Goorey’s is one of nearly 300 interviews the Columbus Jewish Historical Society (CJHS) has conducted, transcribed and posted on the Oral Histories page of its website, columbusjewishhistory.org.
The organization’s interview subjects represent a wide range of experience, from rabbis to veterans to people who have lived in Columbus their whole lives to those who have made a great economic impact on the city (Schottenstein, Solove, Lazarus).
CJHS has big hopes for the future of the project, including creating digital stories using clips of the recordings and perhaps images of the interviewees curated into various reoccurring subjects and themes, such as migration (both to America and around or out of Columbus), faith, discrimination and the Jewish community’s business and cultural impact.

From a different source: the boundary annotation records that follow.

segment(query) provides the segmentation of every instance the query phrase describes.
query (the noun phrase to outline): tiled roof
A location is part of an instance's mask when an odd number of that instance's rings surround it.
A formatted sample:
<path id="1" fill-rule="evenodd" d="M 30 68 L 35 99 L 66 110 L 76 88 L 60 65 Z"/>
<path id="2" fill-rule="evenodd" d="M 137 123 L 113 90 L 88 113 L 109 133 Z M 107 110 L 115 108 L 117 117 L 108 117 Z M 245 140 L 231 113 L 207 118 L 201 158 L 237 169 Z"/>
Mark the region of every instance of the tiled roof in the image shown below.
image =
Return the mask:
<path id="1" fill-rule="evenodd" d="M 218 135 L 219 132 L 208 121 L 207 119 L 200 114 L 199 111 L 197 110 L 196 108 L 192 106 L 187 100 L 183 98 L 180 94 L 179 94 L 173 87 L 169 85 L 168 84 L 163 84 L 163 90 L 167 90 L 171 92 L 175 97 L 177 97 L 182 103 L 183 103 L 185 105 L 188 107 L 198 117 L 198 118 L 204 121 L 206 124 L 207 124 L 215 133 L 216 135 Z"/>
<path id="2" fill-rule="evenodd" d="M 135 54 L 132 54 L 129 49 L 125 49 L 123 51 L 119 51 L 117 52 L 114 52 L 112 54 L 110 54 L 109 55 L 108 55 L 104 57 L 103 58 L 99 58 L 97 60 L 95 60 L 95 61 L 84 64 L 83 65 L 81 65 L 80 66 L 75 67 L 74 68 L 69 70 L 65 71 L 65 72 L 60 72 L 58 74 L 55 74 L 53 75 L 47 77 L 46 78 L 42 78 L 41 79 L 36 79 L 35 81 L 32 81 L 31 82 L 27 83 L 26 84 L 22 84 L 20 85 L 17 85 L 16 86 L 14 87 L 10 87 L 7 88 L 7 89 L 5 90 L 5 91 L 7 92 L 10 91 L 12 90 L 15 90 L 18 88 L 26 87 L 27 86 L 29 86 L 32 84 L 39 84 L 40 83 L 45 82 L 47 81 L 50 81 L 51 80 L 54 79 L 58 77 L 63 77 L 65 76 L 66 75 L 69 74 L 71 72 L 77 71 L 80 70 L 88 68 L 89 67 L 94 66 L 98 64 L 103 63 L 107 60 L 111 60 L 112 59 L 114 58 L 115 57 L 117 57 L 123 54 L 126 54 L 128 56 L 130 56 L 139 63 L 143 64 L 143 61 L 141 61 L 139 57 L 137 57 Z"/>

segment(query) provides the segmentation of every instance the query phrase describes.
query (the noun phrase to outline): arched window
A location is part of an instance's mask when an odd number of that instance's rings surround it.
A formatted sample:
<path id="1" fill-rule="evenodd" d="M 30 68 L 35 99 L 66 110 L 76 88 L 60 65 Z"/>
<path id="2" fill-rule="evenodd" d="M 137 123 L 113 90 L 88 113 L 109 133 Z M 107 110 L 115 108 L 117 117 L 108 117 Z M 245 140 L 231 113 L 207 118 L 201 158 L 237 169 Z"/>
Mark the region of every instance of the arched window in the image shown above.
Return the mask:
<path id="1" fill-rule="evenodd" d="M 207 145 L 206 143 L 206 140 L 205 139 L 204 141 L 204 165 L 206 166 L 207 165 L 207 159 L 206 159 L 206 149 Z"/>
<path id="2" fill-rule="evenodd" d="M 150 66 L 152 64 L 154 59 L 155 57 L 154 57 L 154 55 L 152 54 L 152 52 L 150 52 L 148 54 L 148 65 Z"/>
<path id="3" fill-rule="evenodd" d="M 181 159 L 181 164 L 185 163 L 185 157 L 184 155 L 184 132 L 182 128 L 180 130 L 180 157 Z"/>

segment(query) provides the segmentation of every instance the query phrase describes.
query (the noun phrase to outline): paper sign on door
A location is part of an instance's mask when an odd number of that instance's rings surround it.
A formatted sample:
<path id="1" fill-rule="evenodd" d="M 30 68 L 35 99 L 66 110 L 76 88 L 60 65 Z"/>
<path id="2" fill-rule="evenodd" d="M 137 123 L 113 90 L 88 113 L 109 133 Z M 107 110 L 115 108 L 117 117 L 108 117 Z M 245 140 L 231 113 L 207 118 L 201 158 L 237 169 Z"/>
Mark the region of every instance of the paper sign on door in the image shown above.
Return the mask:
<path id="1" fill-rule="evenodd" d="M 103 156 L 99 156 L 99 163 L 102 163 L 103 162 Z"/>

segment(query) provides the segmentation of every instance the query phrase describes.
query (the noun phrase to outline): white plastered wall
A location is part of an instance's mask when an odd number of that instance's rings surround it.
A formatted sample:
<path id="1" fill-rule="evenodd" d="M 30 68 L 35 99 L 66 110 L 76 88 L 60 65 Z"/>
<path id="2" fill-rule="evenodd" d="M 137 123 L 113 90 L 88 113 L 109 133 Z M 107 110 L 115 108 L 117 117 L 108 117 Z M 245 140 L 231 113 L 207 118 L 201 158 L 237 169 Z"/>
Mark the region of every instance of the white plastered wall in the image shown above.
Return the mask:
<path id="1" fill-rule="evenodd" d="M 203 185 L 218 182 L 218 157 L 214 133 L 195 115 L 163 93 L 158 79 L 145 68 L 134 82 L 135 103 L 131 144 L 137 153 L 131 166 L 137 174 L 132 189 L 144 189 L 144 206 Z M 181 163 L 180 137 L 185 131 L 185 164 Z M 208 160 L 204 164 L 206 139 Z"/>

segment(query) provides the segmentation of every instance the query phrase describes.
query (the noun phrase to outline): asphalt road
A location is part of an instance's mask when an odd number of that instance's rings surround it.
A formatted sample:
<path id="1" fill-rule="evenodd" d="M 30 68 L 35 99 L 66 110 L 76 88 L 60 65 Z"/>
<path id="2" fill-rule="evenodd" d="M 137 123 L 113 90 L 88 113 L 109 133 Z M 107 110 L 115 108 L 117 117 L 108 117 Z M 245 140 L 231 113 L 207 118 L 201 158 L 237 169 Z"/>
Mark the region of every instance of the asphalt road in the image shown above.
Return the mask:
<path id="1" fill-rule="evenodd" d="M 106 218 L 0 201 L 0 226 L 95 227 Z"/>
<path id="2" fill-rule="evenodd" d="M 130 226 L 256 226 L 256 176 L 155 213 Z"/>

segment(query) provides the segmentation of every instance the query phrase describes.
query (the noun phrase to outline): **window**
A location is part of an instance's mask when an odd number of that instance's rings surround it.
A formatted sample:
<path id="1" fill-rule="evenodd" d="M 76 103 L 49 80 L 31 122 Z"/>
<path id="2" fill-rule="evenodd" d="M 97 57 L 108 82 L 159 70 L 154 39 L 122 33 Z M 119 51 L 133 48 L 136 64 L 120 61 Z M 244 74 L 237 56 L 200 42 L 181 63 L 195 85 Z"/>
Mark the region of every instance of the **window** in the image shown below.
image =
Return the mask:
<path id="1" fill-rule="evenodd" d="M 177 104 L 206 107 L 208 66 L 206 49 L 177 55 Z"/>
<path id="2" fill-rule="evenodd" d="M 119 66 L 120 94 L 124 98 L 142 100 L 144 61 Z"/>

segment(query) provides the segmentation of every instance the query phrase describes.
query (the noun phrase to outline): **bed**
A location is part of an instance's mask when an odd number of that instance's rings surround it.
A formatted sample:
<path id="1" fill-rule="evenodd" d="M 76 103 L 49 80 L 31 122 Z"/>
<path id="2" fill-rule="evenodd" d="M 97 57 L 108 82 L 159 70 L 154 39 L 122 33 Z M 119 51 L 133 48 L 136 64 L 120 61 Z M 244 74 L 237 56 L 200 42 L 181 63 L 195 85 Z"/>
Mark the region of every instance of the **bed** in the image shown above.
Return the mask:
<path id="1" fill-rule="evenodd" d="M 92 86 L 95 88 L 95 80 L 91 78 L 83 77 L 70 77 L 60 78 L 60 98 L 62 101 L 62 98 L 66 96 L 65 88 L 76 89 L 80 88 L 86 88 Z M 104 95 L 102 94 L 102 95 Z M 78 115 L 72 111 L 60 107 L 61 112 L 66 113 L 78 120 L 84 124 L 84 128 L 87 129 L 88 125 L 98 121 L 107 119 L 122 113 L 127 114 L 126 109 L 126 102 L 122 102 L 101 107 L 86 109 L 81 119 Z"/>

History is more than worthy of our attention, the project members say-to the community and individuals alike.
“But for that strong [CJHS] community, we wouldn’t have information that adds so much value to our family history,” Starr says. “Families should take advantage of the resources. We plan on starting volume two, our stories, soon.”
Through Brief’s genealogical investigation for the sisters and their journey with their mom’s oral history project, Starr and Petrak have found cousins, added six generations to their family tree and discovered their ancestors founded Agudas Achim temple on East Broad Street.
“This project made me feel the weight of responsibility of carrying Judaism forward,” Petrak says. “It weighs heavily on me that they left everything they had for religious freedom.”
That aspect of surviving persecution is part of what makes some of these stories so sacred.
Look no further than Fran Silberstein Greenberg’s interview transcript, recorded in 2004. She was in her 60s and recounted her earliest memories as a Jewish child in Paris. In 1942, German soldiers sent her father, Simon, to Auschwitz, where he died. Her mother sent Greenberg and her sister to foster homes soon after “so she could run and hide without worrying about us.”
Voices are important-in all senses of the word.
“My grandma used to call me ‘Shar-Shar,'” Starr recalls. “I’ll never hear that again. I’m so glad I can pass this on to Mom’s grandchildren.”